Los estamos viendo
El gobernador del Estado Enrique Alfaro encabeza un grupo político cada vez más pequeño, en donde no tienen cabida ni las mujeres, ni otros personajes que no integren la sexenal familia feliz. Este club cuenta con un delfín al que muchos tapatíos no comprenden, del que esperan cosas que no llegan, y además saben que está enfermo: Ismael del Toro Castro. Por eso, para medirlo rumbo a los procesos 2021-2024 habría que saber cuáles son sus fortalezas si las tuviera, y sus debilidades, que ya afloran.
1.- A simple vista, es el presidente municipal de Guadalajara más débil de los últimos 20 años. Nada que ver con Gabriel Covarrubias Ibarra; Enrique Dau Flores; Alberto Mora López en la era del PRI; incluso nada qué hacer frente al primer panista que gobernó la ciudad César L. Coll Carabias quien lo aventajaba en liderazgo; o Francisco Javier Ramírez Acuña que llegó a gobernador de Jalisco; Héctor Pérez Plazola; Fernando Garza Martínez; Emilio González Márquez que ganaría la gubernatura; Ernesto Espinoza; Alfonso Petersen Farah; Juan Pablo de la Torre Salcedo; y en el efímero retorno del PRI Aristóteles Sandoval; Francisco Ayón López; Ramiro Hernández García; Enrique Alfaro Ramírez y Juan Enrique Ibarra Pedroza. Si usted contrasta sus perfiles, incluso de los interinos, entenderá por qué a Ismael del Toro se le ve más que gris. Y eso que no traje a la memoria a Arnulfo Villaseñor o a Eugenio Ruiz Orozco.
2.- El presidente municipal del Toro forma parte del alfarismo, movimiento emergente que semeja no un proyecto político sino una manada formal donde no hay más líderes que el gobernador Enrique Alfaro. Quien disiente, se va. Así ha ocurrido con Carlos Lomelí Bolaños, Alberto Uribe Camacho, y otros más. Ismael del Toro marcha delante de Clemente Castañeda, de Hugo Luna, y de Salvador Caro, pero hasta ahí. Es el hijo político de Alfaro y los demás son hermanos. Ismael es un operador político dócil, pero no un actor político. Si disiente más allá de sus dichos vespertinos, Alfaro le cancelaría patrocinio. Además, el proyecto alfarista es político-empresarial; fue el quitar a unos para beneficiarse ellos.
3.- Los que lo conocen, afirman que Ismael del Toro padece dos enfermedades que de entrada causan estragos terribles en su salud y después, en todo su entorno. La primera, lo condujo a la segunda y si ambas se hicieran públicas, las consecuencias serían funestas en el alfarismo porque ya no hay mucho tiempo para armar otra candidatura a presidente municipal y sí a gobernador.
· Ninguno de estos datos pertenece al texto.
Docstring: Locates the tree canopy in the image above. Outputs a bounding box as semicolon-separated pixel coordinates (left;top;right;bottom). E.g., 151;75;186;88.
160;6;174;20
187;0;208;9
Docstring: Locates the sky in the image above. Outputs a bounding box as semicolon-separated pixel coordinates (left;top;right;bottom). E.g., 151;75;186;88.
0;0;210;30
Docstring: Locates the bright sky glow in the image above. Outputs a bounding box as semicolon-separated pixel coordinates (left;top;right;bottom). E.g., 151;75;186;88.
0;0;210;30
4.- Su mercadotecnia electoral es pésima. Es resultado de que no posee características de líder popular, y no es actor en un grupo sino un operador de la manada. Por tanto, no se posicionó como administrador de un gobierno -una de las dosprincipales facetas de un presidente de Guadalajara- ni como una autoridad totalmente cercana a la gente. Ni administra ni hace política. De los sábados de barrio de Guillermo Vallarta Plata, a los sábados contigo de cualquier otro antecesor; o a los lunes, no queda nada. El gobierno municipal hace tareas comunitarias en algunos de esos días, pero a ellas no asiste Ismael sino sus dos delfines, porque los tiene, igual de oscuros. Ellos lo representan, textual.
5.- Su gabinete es muy modesto, no me refiero a curriculums, sino a actitudes. Usted difícilmente sabe quién es su tesorero, su director de Obras, su regidor talentoso. En la manada nadie piensa o disiente porque se va. Hoy día Guadalajara es parte de ese fenómeno.
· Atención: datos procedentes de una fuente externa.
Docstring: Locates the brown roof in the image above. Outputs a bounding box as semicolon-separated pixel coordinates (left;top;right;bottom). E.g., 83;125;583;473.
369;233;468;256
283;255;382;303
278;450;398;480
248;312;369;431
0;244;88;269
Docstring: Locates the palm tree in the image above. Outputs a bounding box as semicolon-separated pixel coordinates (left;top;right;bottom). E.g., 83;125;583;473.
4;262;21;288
6.- Ismael del Toro, la manada, agotó su discurso y fracasó su oferta. Será el candidato de Movimiento Ciudadano en Guadalajara para el 2021 porque esto es parte de un proyecto que pretende ser transexenal y la decisión la tomó el líder de la manada hace años; porque no hay un liderazgo opositor; pero sus puntos más débiles son su ignorancia política y su medianía. Si lo vemos desde la psicología y fuera un infante, el delfín naranja tendría relaciones de apego disfuncionales o mamitis; si lo vemos desde Maquiavelo, no sabe si ser querido o temido cuando requiere ambos capitales y para colmo es desconfiado en exceso. En El Príncipe quedó claro: “Sin embargo, debe ser cauto en el creer y el obrar, no tener miedo de sí mismo y proceder con moderación, prudencia y humanidad, de modo que una excesiva confianza no lo vuelva imprudente, y una desconfianza exagerada, intolerable…”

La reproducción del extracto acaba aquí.